While pockets of the organisation cling to its original mission, its current head, former Kenyan trade minister Mukhisa Kituyi has, as for most of his tenure at UNCTAD, been noticeable in the crisis by his absence. Known for dividing his time between consolidating business interests back home and indulging his passions for international travel and golf, under his stewardship UNCTAD has lost its direction at the very moment developing countries are desperate for guidance on how to mitigate the impact of the crisis.

If the UNCTAD has been largely missing in action, the UNECE has been lying face down in the neoliberal mud for years. The first of the UN’s regional commissions with an early cast of strong leaders, beginning with the Nobel economist Gunnar Myrdal, it was neutered by the European Commission when the Berlin Wall fell; and has since been run as a collection of market-friendly technical assistance projects for transition economies by a string of faceless bureaucrats, largely from the Eastern fringe of the European Union. Its current Executive Director is described on the institutions website, in characteristic UNese, as bringing “to the position a combination of leadership and diplomatic skills with deep knowledge of the region, with its challenges and opportunities, and a strong focus on building and nurturing partnerships among key stakeholders with the United Nations.” As Europe breaks down in the face of the crisis, the institution has had nothing meaningful to say.

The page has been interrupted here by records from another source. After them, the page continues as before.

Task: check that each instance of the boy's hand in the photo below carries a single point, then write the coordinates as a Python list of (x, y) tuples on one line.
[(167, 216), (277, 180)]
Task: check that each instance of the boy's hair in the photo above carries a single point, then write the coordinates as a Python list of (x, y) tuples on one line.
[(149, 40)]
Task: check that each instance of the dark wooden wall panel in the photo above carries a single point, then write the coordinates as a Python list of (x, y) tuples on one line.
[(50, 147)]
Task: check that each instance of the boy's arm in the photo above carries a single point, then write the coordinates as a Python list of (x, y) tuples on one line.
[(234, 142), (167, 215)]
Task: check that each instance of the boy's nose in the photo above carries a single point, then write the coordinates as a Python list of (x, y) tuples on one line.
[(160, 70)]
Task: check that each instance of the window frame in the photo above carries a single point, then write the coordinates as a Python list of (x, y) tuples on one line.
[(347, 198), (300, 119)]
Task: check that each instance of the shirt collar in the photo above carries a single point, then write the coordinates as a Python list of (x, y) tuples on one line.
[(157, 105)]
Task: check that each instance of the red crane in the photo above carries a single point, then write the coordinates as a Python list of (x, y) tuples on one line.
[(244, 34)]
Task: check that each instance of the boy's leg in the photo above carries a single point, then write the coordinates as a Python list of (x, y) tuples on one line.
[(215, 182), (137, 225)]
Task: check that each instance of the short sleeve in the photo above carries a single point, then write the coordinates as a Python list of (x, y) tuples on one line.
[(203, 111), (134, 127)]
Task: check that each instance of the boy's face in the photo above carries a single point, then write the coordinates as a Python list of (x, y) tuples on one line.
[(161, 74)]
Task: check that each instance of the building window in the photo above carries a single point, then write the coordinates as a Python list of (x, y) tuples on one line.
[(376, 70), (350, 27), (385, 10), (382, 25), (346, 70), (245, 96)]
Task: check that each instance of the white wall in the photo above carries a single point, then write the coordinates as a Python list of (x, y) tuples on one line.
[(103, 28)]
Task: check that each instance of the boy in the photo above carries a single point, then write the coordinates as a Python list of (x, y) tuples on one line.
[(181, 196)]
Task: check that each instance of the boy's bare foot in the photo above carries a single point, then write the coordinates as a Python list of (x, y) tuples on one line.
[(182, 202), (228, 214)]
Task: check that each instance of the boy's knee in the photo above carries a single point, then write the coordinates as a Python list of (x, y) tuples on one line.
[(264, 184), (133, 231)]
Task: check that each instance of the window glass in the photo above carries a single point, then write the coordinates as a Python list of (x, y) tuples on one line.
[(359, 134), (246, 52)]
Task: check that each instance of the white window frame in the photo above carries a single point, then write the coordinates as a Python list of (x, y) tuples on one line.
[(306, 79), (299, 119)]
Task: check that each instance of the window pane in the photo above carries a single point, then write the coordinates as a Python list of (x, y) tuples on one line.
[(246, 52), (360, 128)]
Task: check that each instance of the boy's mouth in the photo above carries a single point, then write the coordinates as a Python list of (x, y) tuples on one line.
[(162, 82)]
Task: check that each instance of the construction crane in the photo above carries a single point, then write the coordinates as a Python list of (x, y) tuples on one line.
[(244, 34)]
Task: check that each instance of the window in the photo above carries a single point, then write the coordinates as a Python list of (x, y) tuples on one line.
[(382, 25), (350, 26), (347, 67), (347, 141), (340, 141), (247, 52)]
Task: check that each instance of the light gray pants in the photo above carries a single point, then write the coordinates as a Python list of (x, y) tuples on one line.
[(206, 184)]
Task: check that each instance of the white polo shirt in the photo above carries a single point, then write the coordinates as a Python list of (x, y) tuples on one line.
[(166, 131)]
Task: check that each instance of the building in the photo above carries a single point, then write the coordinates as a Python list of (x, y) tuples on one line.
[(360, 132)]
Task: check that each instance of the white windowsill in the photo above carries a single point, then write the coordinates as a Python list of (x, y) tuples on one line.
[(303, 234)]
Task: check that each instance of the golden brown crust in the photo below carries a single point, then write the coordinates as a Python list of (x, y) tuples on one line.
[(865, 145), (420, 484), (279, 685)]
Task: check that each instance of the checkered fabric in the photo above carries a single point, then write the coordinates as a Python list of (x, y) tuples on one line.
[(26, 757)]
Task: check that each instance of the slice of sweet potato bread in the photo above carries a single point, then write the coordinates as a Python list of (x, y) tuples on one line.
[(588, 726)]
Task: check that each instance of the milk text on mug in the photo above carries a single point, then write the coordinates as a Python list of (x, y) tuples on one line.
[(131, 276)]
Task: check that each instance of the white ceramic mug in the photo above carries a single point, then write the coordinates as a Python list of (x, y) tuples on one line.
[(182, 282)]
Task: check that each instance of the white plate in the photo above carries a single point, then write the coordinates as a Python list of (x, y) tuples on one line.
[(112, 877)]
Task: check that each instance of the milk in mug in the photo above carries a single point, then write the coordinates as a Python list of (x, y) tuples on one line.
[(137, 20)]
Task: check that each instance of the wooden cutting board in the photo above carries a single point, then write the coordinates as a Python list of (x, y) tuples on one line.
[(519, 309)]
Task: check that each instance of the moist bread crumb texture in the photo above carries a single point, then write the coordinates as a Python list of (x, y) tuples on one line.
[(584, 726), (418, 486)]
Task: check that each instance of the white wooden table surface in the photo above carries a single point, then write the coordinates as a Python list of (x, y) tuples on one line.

Geneva is, no doubt, a pleasant enough place from which to indulge in the niceties of international diplomacy. But its multilateral credentials have been withering on the vine of comfortable complacency for years, too distant from the harsh realities of neoliberal capitalism in the developing world, too dependent on the big financial players in Washington for policy guidance and too close to the big European donors for the money that keeps the Geneva international machine ticking over.

If, as the UN Secretary General says, we must build a better future after this crisis, he will need to begin by taking a long look at his old stomping ground and consider why in the face of the single biggest multilateral challenge since its establishment, too many of the UN institutions under his purview no longer appear fit for purpose.